Monday, October 20, 2014

Wolff in Brooklyn


When I was in art school I wrote poems about autumn and my feet.
Its autumn now and I’m living in the same exact neighborhood.  I walk the sidewalks and absorb the nameless colors of the pavement stones, the cement, the bark of trees and the drift of fallen leaves.  There are hills that lend geographical meaning to my walks, even if there seems to be a destination and a prize (a ladder, a lunch, a new sketchbook), the actual volume of the land has far more weight than any excursion’s impulse.  The untethered quality of my body is exaggerated because my equilibrium is broken.  I move through the streets as though hydroplaning.  Exactness doesn’t seem desperately precious until it departs.
So much is possible and unwritten that I lean into the ghosts that occasionally accompany me.  They, of course, can only offer furry warmth.  It is not nothing, but it isn’t related to the manipulation of the days.  It is a back blow glow of love.  It is definitely something because it is what I have lost in the real time of this dimension.  But I cannot access it in a retinal, tactile way.  I cannot hear their voices.  It is the autumn of intuition; it is the autumn of the cracked heart.  Radar is off, sonar is down and the stride of my feet is unpredictable.

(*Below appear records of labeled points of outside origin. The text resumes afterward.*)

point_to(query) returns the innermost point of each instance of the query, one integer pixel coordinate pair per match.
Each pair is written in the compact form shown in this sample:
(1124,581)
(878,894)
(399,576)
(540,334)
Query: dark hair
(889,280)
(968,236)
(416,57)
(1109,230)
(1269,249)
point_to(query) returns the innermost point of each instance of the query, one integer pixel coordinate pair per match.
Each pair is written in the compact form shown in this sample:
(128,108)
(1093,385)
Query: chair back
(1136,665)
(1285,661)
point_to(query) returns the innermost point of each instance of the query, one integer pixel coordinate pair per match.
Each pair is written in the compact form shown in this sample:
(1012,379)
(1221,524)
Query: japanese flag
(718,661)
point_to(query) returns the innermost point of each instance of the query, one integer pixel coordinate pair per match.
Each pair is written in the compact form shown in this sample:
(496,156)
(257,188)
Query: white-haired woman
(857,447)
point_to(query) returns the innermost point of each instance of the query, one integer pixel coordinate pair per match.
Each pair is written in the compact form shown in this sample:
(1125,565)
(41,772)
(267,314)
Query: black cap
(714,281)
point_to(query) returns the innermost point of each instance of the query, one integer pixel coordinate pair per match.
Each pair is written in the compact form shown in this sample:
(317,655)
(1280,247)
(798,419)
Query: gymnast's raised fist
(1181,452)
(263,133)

When I wrote of my feet I was interested in what a month of walking barefoot in Brooklyn had done to my souls and heels.  Ridiculous or not I remember it with nostalgia for the strange, dreamy focus of an 18 year old trying to be an artist.  The searing energy of that time propelled me buoyantly and haphazardly forward.  My lack of finesse and discernment was melded with a hypnotic ability to focus visually, and to work.  I made lots of bad paintings, lots of silly drawings.  But there were some gems that fell, fairytale-like from my frog-spewing hand.  It was gloriously unedited and overseen only by the impulse to move my hand across a piece of paper or canvas.  I drew all the time and everywhere.  I drew on the subway; I drew the ballet classes at Julliard when the Royal Ballet from London was in town, always hoping that Nureyev would show up.  I drew in Eric’s, the local bar---you could drink at 18 then.  I drew sitting in the hallway in front of my dorm room.  I painted everything that seemed paint worthy, which in my case was figurative, dream imagery.  Only later did I try to be more of an abstract, even minimalist artist.  An interesting phase in which I painted and drew fields of color with odd, X-marks-the-treasure-spot scribbles, occasionally words.  That didn’t last and I returned to the creation of spaces and unfinished narratives.   I relinquished monochromatic and grey tones for the world of intense color.  My crazy, shoeless self was back.
And so, here again on the same sidewalks, although the neighborhood is vastly changed, there is still a lingering sense of those cracked feet.  Can I find that ruthless propulsion into image making without the barefoot month?  This is perhaps a question for my ghosts.